The episode reinforced in Mr. Patch, a devout Christian, the belief that there is a life after death. “When we got to him, he looked at us and said, ‘Shoot me,’ ” he recalled. “He was beyond all human help, and before we could draw a revolver he was dead. And the final word he uttered was ‘Mother!’ It wasn’t a cry of despair, it was a cry of surprise and joy.”

He added, “I’m positive that when he left this world, wherever he went, his mother was there, and from that day, I’ve always remembered that cry, and that death is not the end.”

Patch's pacifism fits better with World War I than World War II, but it is well worth recalling in the United States today, when military planners talk earnestly about endless war. Those who think along these lines should remember the words of my late friend Irving Weissman, a native New Yorker and a proud veteran of the Abraham Lincoln Brigade in the Spanish Civil War and the US Army in World War II: "war is the ultimate obscenity."

Harry Patch would certainly agree. And if there is a world to come, as Patch deeply believed, I hope he runs into Irving Weissman. I'm sure they'll have plenty to talk about and wisdom to share.

Tuesday, August 4, 2009

Remembering Billy Lee Riley

Billy Lee Riley, who grew up sharecropping in Arkansas and went on to become an early hero of rock 'n roll at Sun Records in Memphis, died Sunday of cancer. Today's Times obituary, picked up from the Associated Press, gets some of the highlights of his career, including his single "Red Hot," with he memorable line "My gal is red hot/Your gal ain't doodly squat." The Memphis Commercial Appeal ran an even fuller obit.

As the Appeal piece noted,
Riley is perhaps best remembered for his classic 1957 single, "Flying Saucers Rock and Roll" -- a novelty rockabilly rave-up inspired by the era's U.F.O. mania -- which proved a hit and prompted him to rename his band the Little Green Men.

Despite this promising start, Riley's commercial fate was sealed after Sun put its promotional efforts behind Jerry Lee Lewis' "Great Balls of Fire" -- a song Riley played on -- which zoomed up the charts and past his own follow-up single "Red Hot."

For a personal appreciation of Riley, who played despite ill health at a concert in honor of the historian Pete Daniel this summer in Memphis, check this dispatch from Pete.

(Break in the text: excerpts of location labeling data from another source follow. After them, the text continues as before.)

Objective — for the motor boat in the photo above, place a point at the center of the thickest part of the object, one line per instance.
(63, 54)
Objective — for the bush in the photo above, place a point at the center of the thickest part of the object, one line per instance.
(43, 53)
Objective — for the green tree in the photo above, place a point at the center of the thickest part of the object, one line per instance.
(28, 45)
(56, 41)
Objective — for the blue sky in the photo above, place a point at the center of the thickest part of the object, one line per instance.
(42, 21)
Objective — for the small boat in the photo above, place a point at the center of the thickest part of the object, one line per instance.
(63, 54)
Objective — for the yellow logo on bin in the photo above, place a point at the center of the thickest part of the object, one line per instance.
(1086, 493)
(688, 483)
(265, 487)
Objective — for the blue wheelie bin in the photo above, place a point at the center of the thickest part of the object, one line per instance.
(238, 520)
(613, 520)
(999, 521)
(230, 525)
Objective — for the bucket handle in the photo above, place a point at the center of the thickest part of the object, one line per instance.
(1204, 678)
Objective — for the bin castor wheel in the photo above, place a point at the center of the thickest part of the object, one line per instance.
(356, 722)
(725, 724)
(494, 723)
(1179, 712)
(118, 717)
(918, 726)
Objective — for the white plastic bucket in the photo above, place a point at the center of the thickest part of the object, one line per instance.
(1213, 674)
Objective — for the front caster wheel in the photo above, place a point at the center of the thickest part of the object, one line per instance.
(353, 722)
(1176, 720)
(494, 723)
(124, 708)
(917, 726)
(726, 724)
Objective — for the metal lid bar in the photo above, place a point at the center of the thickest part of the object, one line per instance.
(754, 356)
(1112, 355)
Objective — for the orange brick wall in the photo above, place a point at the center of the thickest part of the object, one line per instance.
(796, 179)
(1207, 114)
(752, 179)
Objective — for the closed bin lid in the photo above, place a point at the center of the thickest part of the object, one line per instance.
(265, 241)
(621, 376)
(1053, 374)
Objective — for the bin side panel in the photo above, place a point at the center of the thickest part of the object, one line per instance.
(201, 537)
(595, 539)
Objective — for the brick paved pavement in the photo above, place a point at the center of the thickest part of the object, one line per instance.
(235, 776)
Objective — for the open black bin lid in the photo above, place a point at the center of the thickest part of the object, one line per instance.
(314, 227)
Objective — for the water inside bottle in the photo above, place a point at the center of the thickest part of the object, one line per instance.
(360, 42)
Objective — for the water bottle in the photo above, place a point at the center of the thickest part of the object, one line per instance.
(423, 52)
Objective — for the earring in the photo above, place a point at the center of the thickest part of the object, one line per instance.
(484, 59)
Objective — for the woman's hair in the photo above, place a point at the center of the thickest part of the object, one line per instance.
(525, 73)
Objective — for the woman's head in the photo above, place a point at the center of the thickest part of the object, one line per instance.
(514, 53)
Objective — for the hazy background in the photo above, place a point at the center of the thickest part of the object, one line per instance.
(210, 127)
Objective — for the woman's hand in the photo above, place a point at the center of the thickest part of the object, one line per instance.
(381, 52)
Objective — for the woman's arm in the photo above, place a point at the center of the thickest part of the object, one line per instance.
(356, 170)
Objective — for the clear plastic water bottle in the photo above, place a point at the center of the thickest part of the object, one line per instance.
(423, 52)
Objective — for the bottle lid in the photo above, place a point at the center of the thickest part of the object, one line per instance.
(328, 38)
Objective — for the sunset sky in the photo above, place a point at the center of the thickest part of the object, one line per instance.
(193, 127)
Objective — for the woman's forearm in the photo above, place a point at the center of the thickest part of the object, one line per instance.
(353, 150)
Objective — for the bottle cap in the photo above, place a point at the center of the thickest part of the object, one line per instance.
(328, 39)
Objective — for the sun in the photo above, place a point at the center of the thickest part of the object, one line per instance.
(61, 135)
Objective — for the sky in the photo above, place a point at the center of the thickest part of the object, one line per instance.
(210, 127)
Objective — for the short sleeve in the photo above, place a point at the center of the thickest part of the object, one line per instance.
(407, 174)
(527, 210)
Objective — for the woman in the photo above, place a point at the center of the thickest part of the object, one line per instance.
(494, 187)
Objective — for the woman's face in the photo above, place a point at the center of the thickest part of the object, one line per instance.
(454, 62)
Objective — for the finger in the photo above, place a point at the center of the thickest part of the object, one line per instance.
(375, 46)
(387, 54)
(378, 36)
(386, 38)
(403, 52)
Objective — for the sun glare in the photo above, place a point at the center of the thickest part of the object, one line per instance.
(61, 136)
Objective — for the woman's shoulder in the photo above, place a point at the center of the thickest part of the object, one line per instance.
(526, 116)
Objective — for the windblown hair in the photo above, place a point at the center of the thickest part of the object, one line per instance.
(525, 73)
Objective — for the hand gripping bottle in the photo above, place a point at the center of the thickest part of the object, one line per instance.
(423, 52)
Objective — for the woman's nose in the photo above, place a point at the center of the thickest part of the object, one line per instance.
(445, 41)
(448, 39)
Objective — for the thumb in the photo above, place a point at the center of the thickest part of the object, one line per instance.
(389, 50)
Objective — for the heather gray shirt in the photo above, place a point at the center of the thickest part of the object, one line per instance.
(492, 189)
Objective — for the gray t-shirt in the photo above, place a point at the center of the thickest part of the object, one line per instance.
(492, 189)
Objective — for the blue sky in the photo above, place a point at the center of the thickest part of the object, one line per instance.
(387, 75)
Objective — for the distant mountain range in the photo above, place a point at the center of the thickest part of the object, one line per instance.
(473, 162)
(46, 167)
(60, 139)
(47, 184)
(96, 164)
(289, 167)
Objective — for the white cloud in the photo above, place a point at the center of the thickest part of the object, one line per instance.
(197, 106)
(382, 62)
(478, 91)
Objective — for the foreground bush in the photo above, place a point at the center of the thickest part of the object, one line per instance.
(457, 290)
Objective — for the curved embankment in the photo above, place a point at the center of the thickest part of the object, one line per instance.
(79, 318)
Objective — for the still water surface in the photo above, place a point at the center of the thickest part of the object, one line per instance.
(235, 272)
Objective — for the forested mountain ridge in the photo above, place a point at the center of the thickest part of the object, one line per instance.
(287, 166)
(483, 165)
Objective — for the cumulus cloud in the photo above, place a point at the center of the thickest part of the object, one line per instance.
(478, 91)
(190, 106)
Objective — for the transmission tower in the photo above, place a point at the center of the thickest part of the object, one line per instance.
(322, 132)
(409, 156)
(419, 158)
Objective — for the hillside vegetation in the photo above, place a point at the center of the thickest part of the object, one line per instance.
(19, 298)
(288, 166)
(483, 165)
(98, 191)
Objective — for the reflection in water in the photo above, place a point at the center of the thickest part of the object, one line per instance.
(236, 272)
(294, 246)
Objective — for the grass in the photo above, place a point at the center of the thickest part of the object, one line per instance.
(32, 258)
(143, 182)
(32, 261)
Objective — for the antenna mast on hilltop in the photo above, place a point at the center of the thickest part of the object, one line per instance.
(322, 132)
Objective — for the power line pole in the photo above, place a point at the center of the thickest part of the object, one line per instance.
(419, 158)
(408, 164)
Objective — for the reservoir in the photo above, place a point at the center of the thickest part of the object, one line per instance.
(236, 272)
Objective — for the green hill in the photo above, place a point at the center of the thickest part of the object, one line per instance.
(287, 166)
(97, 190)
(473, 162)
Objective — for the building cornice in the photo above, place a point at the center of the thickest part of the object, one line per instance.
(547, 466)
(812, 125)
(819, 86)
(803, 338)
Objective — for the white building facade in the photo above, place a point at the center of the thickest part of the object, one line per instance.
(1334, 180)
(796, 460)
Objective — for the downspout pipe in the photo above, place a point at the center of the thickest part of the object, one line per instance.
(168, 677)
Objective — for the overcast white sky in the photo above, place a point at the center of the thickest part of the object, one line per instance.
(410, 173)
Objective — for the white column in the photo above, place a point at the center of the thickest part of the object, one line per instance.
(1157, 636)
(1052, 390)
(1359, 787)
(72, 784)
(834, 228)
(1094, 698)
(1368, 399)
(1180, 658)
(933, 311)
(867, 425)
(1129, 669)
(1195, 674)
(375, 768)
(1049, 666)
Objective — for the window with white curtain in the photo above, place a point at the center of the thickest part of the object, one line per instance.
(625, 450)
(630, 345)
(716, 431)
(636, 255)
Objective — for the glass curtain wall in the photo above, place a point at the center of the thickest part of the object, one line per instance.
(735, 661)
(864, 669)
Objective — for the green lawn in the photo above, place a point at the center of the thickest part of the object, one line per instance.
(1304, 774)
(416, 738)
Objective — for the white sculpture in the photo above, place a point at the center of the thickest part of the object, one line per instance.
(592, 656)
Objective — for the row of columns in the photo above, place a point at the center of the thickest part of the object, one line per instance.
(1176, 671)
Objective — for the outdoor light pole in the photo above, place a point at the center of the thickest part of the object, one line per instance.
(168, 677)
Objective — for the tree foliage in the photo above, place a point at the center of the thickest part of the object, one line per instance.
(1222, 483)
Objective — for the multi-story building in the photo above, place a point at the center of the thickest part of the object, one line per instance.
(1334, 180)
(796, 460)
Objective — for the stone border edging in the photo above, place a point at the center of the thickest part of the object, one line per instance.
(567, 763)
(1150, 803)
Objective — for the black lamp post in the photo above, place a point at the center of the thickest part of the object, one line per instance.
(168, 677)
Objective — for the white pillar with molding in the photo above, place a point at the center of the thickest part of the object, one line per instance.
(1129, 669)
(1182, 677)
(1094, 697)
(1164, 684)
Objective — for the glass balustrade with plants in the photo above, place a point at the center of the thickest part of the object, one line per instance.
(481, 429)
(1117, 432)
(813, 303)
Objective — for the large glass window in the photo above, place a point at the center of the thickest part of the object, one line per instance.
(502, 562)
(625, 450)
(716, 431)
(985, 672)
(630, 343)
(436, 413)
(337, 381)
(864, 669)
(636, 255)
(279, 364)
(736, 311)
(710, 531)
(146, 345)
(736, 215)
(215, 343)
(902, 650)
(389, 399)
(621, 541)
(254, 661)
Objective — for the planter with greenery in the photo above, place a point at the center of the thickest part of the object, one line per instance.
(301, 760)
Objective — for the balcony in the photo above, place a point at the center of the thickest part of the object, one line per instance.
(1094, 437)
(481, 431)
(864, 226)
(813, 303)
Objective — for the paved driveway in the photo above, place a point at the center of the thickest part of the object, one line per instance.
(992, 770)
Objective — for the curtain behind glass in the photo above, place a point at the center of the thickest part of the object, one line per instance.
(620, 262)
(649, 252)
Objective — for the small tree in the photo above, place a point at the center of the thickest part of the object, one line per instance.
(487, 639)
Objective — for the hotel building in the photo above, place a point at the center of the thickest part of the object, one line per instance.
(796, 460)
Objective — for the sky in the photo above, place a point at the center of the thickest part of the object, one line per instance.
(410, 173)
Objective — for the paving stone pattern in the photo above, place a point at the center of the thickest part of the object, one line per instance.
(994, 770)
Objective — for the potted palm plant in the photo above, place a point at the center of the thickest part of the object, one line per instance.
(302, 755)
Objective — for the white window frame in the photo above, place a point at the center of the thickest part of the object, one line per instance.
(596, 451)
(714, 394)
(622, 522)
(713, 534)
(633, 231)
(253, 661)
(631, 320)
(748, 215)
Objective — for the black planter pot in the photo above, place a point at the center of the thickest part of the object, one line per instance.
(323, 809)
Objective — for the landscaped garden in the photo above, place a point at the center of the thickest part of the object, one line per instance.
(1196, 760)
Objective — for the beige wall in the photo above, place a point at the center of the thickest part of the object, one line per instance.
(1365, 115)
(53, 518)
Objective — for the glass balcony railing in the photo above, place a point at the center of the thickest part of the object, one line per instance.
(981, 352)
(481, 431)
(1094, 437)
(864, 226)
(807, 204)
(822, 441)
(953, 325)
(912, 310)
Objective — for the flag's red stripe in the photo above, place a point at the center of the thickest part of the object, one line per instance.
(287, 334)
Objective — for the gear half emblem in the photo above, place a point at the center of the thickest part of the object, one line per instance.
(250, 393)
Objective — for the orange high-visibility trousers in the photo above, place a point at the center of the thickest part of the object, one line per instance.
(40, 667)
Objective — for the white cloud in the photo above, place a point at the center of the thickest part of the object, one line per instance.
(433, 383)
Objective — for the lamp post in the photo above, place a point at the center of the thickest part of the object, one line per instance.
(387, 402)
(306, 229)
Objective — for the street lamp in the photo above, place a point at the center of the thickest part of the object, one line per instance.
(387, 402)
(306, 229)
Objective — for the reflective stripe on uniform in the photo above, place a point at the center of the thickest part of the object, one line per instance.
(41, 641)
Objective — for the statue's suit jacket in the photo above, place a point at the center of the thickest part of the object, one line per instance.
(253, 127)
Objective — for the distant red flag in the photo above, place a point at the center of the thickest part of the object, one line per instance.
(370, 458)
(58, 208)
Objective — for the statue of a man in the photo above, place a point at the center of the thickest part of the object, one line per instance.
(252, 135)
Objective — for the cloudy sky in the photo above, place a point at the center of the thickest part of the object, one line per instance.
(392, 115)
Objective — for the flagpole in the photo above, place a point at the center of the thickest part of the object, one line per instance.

"I met Billy Lee in 1992 when we interviewed him for the Rock 'n' Soul project, and we interviewed him twice more and collected clothing and instruments for the Rock 'n' Soul museum. Some ten years ago he came to the National Museum of American History for an interview/performance that was incredible. He was one of the finest persons I've ever known."

May we all go out with the courage, energy, and strong voice that Billy Lee Riley showed until the end of his life.

Riley's final years were scarred by numerous health problems, including his battle with cancer. According to the Commercial Appeal, he ran up some serious medical bills.

The Appeal obituary concludes with this note for all who are inclined to generosity: "Memorial services are pending, but arrangements will be handled by the Dillinger Funeral Home in Newport, Ark. Those wishing to send condolences or contributions directly can contact: Joyce Riley, 723 Crest Drive, Jonesboro, Arkansas, 72401."